Time is a precious commodity. Especially when there isn't enough of it to go around.
I don't have much time to dust or garden and exercise (I know; I'm a slack writer).
Yesterday I found out that I have been awarded a writing grant from Creative NZ which will give me time: time to spend hours and hours needed to bang this last book into shape. I could pay for someone to come in and dust or garden or pay one of my girls to haul me out to write but, nope, not happening. I'm running away.
I've already booked my accommodation in Naseby to go to as a retreat where I will be free from domestics and distractions (including the internet because it takes quite an effort to connect up there - 2000ft above Stress level is Naseby;s logo). My plan is to write, walk, read, write, eat, write, walk, read, write, write. I will be on my own and free to get up at 2am if a scene grabs me and not feel bad about waking up the whanau (and be able to take a nana nap later that day).
I feel so utterly bestowed to have been given this lifeline - it is as if the gods have gone: oi, you, TK. How's about we throw down an extra ten hours in every day for the next two months - just for you? Cos we think you're worth it.
How did I celebrate? I bought chocolate for my students and running shoes for my eldest (yes, I get the irony). And, I planned my time off.
And, as to my plans for the next wee while - writing is it and reading.
What do I plan to read? Well, last week I moaned about a less than positive reading experience. This week I'm metaphorically banging my head on the desk because I'm reading Geraldine Brooks first novel: Year of Wonders. It. Is. Stunning! May I warmly recommend it to you: set in 1666....
Her style of writing is very different from mine: I'm sparse; she's opulent without being overwrought. I'm trying to move along action at the moment; she's showing me it's okay just to slow down and smell the hydrangeas.

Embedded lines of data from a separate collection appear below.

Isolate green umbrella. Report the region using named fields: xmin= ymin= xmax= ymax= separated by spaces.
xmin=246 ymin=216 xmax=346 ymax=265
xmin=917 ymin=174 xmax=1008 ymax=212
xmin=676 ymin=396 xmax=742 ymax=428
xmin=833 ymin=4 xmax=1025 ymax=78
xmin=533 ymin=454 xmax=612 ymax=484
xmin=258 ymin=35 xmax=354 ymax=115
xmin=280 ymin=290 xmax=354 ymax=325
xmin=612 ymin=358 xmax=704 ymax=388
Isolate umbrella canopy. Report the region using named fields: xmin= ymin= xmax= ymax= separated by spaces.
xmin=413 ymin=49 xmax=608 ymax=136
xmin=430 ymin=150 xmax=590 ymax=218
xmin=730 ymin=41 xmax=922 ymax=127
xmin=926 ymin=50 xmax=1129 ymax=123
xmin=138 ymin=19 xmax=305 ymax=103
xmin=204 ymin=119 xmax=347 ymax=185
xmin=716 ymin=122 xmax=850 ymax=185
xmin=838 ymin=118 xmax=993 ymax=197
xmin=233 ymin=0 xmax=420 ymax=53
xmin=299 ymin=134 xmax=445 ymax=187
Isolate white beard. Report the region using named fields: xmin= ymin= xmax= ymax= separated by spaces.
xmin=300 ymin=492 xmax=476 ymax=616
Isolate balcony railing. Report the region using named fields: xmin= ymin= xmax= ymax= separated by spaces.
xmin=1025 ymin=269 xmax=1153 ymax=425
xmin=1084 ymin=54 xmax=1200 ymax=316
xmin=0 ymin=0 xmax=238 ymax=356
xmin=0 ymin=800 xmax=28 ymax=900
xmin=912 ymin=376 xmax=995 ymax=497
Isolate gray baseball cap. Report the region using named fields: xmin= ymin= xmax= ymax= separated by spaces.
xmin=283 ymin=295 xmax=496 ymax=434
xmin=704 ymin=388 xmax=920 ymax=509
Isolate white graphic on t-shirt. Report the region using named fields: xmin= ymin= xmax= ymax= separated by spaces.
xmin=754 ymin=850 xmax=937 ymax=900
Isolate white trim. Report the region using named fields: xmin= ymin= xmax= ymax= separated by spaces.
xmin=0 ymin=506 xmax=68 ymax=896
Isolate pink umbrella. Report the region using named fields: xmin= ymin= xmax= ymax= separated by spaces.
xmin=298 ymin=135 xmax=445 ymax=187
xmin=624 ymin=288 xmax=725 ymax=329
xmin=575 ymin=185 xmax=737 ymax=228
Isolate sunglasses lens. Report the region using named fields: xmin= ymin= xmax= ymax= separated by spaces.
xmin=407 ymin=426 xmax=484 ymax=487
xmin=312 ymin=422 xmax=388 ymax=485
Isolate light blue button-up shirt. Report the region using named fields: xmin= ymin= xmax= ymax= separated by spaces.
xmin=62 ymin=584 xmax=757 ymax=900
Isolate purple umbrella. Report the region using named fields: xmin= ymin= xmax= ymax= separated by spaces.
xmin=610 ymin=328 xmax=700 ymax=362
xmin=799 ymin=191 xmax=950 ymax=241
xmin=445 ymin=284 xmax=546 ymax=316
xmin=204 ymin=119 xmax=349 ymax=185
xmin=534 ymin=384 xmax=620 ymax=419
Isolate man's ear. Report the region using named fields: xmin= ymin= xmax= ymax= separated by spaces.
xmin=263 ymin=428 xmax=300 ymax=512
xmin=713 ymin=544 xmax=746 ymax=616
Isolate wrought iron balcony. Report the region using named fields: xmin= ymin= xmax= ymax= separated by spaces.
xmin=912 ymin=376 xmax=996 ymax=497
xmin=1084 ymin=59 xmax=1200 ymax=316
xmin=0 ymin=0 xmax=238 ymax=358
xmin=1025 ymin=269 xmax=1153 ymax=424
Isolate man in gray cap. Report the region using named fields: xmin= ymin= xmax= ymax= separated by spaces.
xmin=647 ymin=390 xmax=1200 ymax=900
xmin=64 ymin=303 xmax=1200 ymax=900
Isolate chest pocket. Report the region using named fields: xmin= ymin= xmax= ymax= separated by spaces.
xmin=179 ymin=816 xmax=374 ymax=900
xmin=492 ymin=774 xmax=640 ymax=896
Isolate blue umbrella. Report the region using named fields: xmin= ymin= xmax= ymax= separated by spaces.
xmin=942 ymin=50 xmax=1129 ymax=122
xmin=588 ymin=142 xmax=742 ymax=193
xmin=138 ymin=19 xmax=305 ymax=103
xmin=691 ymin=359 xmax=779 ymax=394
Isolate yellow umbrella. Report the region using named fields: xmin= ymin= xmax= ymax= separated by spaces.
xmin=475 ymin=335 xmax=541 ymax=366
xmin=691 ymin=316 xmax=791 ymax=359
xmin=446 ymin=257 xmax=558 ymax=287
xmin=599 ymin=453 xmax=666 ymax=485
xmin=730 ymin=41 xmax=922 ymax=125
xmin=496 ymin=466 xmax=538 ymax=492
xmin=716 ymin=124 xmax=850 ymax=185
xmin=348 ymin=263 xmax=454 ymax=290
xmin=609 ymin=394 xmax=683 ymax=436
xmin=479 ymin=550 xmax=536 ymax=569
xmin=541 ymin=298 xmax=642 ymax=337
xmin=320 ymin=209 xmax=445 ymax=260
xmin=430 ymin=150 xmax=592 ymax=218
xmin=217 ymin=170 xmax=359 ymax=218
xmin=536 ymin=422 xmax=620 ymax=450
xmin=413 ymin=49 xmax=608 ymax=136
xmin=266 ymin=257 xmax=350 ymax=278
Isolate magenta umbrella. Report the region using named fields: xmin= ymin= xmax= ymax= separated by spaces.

Tomorrow, during my school's writing club get together, I'm going to focus on word choice because I have been so uplifted and replenished by Geraldine's writing, I have a craving for tasty words.
Six weeks till deadline (when the manuscript is due at the publishers). It feels like it does ten days out from a production - potential, chaos, exhaustion, excitement.
It will be (and always is) alright on the night.